En point de presse, le ministre Goodale a insisté pour dire que cela ne représentait pas une sorte de registre des armes à feu déguisé. Il s'est dit convaincu d'avoir déposé un projet de loi «équilibré » qui traduit le consensus canadien sur le contrôle des armes.

Réactions inutile, dit le parti conservateur

Le Parti conservateur a soutenu que le projet de loi est un gros coup d'épée dans l'eau qui ne permettra pas de combattre la violence armée des gangs de rue. « On ne peut pas faire confiance aux libéraux et à leur mesure législative sur les armes à feu, parce qu'ils ne ciblent pas les criminels qui utilisent des armes à feu pour commettre des crimes violents, mais traitent les propriétaires d'armes à feu respectueux des lois comme des criminels.  Les conservateurs vont s'opposer fermement à toute tentative des libéraux de créer un nouveau registre des armes d'épaule », affirme le Parti conservateur dans un communiqué.  L'Association canadienne pour les armes à feu a aussi dénoncé le projet de loi. Pour sa part, le NPD a dit appuyer le projet loi du gouvernement Trudeau.

Des mesures insuffisantes, selon les survivants de fusillades

Les témoins, survivants et familles des victimes des tueries à l'École Polytechnique, au Collège Dawson et à la Mosquée de Québec ont soutenu que les mesures proposées sont « inutilement faibles. Selon eux, le gouvernement Trudeau a cherché à « minimiser le mécontentement du lobby des armes à feu ». « Malgré notre déception, nous ne voulons pas que ce projet de loi échoue », a dit Nathalie Provost, un survivante de la tuerie de Polytechnique.
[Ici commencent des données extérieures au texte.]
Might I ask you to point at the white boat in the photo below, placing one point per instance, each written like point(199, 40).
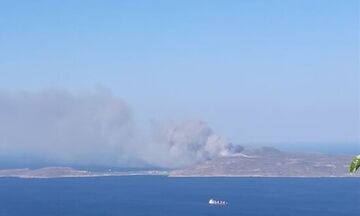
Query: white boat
point(217, 202)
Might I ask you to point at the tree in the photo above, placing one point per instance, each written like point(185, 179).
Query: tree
point(355, 164)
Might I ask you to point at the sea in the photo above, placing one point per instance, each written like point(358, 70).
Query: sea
point(160, 195)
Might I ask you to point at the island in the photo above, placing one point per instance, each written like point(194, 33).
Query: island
point(259, 162)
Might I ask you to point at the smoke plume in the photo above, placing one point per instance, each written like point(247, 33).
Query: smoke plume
point(97, 128)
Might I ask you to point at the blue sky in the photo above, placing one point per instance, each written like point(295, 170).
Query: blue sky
point(255, 71)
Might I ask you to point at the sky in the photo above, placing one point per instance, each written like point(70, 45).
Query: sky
point(253, 71)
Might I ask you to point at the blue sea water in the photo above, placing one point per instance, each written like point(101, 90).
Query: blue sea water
point(157, 195)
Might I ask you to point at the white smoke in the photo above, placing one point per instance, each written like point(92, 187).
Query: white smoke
point(97, 128)
point(187, 143)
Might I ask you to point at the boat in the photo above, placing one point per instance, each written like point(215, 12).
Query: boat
point(217, 202)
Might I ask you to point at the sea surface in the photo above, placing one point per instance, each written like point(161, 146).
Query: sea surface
point(158, 195)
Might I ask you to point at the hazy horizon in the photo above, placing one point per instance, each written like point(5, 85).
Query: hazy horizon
point(172, 83)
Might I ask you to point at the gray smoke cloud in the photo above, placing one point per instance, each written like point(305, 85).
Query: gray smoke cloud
point(97, 128)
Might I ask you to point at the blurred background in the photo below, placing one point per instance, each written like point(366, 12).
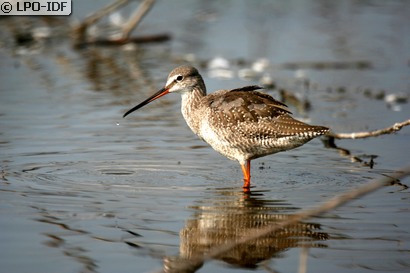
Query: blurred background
point(84, 190)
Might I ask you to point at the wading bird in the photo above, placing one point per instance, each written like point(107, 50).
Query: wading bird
point(242, 124)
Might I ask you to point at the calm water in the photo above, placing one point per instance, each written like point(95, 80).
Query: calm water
point(83, 190)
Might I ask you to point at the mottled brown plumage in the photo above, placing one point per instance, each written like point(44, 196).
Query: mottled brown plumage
point(242, 124)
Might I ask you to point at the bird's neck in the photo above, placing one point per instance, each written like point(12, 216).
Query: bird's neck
point(191, 106)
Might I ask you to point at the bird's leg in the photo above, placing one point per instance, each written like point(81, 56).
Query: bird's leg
point(246, 169)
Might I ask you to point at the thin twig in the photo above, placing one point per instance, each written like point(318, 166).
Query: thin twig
point(136, 18)
point(303, 215)
point(394, 128)
point(94, 17)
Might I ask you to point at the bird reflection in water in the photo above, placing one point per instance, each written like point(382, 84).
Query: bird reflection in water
point(232, 216)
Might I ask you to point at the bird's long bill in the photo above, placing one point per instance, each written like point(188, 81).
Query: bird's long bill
point(157, 95)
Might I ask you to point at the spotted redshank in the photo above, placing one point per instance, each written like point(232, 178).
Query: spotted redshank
point(242, 124)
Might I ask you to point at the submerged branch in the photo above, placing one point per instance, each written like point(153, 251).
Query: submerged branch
point(394, 128)
point(331, 204)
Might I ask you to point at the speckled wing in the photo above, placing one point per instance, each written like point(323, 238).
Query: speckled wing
point(246, 113)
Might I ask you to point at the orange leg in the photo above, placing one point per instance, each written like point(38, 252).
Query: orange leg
point(246, 169)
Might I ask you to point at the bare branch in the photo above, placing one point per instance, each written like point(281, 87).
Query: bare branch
point(394, 128)
point(136, 18)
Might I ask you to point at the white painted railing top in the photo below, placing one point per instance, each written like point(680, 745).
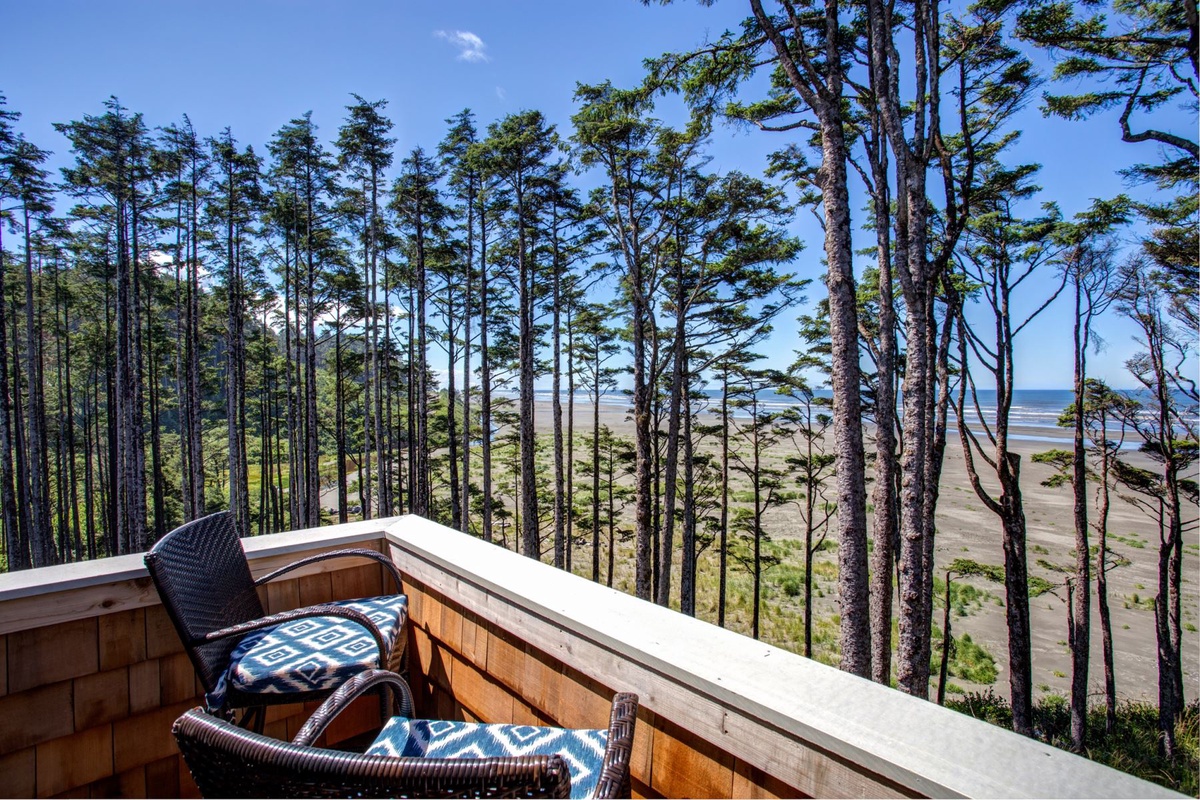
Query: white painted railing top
point(63, 577)
point(771, 708)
Accueil favorable à Québec

Le projet de loi fédéral a été bien accueilli à Québec, qui a lancé son propre registre des armes d'épaule à la fin janvier. Le ministre de la Sécurité publique, Martin Coiteux, a rappelé qu'il avait déjà demandé à son homologue fédéral Ralph Goodale de resserrer la vérification des permis des acquéreurs d'armes. C'est précisément ce que prévoit le projet de loi fédéral, a noté M. Coiteux. «Le Parti libéral du Canada, lors de la dernière campagne électorale, avait annoncé son intention de bouger en la matière, a noté le ministre. Donc moi, je vois ça de manière très favorable, effectivement, que le gouvernement dépose un projet de loi à cet effet.»